Hospice care becoming costlier, less aggressive, study finds
Brown University researchers have concluded that hospice care for nursing home residents is becoming more prevalent — and more expensive — despite less aggressive life-sustaining measures.
The research is consistent with an earlier Brown University study that concluded nursing home caregivers well-versed in palliative care tend to focus less on possibly futile “aggressive” life-saving measures.
The study was published in Thursday's New England Journal of Medicine and funded by the Centers for Medicare & Medicaid Services and the National Institute on Aging.
Medicare initially created its hospice benefit in 1983 and expanded it in 2004 as a flat per-day payment to reflect the growing acceptance of hospice care, Pedro Gozalo, Ph.D., a research associate professor of health services, policy and practice at Brown University School of Public Health, told HealthDay.

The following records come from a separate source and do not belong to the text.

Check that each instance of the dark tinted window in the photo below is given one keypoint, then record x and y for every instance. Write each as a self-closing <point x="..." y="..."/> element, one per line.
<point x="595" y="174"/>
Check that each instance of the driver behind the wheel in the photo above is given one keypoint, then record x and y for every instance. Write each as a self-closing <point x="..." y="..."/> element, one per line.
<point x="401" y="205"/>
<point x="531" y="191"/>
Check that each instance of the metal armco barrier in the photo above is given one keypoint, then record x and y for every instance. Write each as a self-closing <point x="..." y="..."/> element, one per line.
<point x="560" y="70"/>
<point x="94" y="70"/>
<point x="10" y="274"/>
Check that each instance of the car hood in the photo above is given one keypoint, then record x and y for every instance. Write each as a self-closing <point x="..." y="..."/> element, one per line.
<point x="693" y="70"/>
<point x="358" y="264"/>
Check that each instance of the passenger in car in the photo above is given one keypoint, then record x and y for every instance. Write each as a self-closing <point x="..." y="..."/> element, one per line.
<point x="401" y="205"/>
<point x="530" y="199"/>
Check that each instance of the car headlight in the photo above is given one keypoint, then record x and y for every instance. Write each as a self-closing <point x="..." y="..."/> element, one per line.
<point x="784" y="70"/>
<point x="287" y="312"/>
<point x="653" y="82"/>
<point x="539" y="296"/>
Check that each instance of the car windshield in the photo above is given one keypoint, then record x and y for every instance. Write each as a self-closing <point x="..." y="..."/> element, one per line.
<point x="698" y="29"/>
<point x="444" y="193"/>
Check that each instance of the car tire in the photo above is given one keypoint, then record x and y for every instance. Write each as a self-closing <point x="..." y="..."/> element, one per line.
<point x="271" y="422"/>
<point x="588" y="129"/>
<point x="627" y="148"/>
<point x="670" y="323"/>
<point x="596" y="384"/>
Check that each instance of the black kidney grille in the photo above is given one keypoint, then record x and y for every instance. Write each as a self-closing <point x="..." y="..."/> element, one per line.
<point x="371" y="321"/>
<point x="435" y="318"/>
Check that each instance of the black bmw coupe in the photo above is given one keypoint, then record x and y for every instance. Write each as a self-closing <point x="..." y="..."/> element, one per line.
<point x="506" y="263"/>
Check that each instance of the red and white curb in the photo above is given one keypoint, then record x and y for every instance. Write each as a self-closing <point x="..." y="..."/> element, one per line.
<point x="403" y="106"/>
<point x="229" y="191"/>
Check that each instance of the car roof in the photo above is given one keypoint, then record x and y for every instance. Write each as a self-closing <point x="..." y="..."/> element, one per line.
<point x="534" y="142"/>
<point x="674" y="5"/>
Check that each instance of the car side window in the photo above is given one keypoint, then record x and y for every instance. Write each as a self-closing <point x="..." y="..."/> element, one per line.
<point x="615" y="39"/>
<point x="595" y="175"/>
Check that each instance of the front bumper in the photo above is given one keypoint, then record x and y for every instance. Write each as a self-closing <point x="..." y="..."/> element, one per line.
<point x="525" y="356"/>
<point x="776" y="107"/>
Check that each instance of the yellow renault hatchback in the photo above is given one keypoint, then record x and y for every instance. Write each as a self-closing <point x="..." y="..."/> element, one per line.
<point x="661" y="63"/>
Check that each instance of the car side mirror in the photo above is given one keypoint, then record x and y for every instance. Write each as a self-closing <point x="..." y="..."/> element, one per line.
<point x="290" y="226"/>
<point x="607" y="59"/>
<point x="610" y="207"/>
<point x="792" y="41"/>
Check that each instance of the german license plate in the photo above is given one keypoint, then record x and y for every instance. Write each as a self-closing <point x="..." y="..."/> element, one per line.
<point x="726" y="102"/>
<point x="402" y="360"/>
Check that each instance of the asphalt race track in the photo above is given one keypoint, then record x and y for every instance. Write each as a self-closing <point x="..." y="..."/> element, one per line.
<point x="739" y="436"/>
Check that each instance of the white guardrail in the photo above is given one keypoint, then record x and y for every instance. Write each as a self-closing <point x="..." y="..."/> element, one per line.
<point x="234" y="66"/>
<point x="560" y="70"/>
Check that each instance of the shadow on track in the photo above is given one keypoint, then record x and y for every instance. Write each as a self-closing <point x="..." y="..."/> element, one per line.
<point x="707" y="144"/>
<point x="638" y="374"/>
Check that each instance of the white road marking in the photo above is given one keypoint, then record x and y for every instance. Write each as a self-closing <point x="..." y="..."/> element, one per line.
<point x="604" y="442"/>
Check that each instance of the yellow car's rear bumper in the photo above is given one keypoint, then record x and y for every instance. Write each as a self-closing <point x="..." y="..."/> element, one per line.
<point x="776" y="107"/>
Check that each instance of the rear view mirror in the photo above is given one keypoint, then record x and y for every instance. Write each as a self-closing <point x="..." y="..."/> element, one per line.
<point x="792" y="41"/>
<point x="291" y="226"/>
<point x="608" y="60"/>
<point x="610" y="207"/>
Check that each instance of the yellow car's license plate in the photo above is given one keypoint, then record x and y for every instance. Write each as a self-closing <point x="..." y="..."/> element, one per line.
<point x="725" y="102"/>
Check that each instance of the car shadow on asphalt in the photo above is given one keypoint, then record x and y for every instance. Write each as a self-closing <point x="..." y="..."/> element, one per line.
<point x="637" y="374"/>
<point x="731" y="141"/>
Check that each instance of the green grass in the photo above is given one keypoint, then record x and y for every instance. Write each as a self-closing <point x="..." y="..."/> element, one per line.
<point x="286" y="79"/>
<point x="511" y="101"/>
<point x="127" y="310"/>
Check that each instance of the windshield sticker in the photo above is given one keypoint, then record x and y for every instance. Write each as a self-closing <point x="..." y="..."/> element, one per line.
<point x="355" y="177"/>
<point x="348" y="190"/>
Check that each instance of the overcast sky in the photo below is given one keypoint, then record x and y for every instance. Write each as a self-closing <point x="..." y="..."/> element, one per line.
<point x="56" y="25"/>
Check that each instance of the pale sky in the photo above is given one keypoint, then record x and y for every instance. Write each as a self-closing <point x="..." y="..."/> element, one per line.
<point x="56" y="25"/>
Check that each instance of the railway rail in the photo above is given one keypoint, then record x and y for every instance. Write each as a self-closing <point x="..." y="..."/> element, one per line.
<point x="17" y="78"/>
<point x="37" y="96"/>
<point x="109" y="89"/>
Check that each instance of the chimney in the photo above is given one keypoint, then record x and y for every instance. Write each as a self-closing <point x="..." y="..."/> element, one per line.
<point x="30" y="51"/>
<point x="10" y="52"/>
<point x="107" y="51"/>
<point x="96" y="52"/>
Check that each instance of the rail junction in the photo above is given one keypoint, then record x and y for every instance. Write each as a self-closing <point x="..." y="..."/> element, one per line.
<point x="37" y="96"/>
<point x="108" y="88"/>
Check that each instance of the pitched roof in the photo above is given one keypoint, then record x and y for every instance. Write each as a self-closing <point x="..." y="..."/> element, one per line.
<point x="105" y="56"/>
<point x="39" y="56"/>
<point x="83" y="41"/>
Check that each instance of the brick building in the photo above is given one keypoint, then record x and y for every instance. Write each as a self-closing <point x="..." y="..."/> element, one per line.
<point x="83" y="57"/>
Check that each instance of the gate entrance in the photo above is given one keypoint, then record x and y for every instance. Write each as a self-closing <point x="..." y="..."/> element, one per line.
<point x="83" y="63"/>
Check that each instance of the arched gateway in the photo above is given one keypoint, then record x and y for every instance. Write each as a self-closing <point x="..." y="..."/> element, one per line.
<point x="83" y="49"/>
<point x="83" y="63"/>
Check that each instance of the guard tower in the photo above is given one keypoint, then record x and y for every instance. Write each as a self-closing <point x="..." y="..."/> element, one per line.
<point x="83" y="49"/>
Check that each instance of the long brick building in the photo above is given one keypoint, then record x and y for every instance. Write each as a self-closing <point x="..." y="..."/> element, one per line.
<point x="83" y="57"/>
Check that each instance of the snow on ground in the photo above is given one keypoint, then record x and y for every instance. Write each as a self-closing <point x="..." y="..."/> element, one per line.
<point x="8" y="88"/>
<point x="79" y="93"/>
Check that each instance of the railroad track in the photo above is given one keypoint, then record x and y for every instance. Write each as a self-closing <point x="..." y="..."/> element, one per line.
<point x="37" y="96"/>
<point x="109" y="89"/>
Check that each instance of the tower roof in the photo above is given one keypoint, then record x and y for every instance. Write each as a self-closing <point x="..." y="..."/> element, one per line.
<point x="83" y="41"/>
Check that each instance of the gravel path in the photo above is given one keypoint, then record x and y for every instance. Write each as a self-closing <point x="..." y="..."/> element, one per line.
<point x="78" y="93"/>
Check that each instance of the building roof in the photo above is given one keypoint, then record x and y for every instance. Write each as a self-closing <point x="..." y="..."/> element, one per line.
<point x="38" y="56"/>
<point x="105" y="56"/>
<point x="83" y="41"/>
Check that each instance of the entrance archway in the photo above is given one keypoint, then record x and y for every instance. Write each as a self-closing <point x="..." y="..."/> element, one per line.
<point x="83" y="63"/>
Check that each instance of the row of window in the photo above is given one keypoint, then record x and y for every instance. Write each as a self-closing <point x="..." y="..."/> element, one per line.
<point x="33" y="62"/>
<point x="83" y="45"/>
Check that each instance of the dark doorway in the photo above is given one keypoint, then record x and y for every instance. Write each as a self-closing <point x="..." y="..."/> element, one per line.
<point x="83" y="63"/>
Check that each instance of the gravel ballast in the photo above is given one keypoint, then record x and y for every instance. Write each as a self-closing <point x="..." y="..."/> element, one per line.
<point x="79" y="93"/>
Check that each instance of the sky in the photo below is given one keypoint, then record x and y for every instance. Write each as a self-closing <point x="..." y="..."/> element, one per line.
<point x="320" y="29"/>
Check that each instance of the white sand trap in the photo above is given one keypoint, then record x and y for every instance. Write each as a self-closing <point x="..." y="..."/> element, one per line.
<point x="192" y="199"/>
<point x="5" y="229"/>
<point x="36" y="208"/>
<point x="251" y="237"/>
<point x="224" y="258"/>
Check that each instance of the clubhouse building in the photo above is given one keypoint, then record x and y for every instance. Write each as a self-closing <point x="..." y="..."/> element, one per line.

In their latest study, Brown researchers examined the change in last-year-of-life Medicare expenditures during the most recent expansion of the program that began in 2004 and continued through 2009. The team also examined intensive care unit use in the last 30 days of life and, for patients with advanced dementia, feeding tube use and hospital transfers within the last 90 days of life.
What they found could seem inexplicable to many. Of the more than 780,000 nursing home decedents, about 28% had elected to use hospice care in 2004. That percentage jumped to about 40% by 2009.
During that time period, the mean net-increase of Medicare expenditures per person rose $6,761, yet treatment measures considered to be aggressively tapered off. Those included significant decreases in hospital transfer rates, feeding tube use and ICU admissions.
The mean length of stay in hospice during that period, meanwhile, increased from 72.1 days in 2004 to 92.6 days in 2009. Such a phenomenon is not lost on CMS, which raised questions about overall hospice costs when it announced this week a sweeping proposal establishing payment tiers based on length of stay and laying the groundwork for additional quality reporting measures.
Despite the promise of higher payments in the coming year, CMS investigators argued that since hospice is most profitable during the long, low-cost middle portions of an “episode,” longer episodes would potentially have very profitable, long middle segments.
Earlier this year, the National Right to Life Committee issued a lengthy report on advanced care planning, raising concerns that some overzealous caregivers may be skipping life-preserving treatment because they are “motivated by cost concerns, promotion of advance directives and advance care planning.”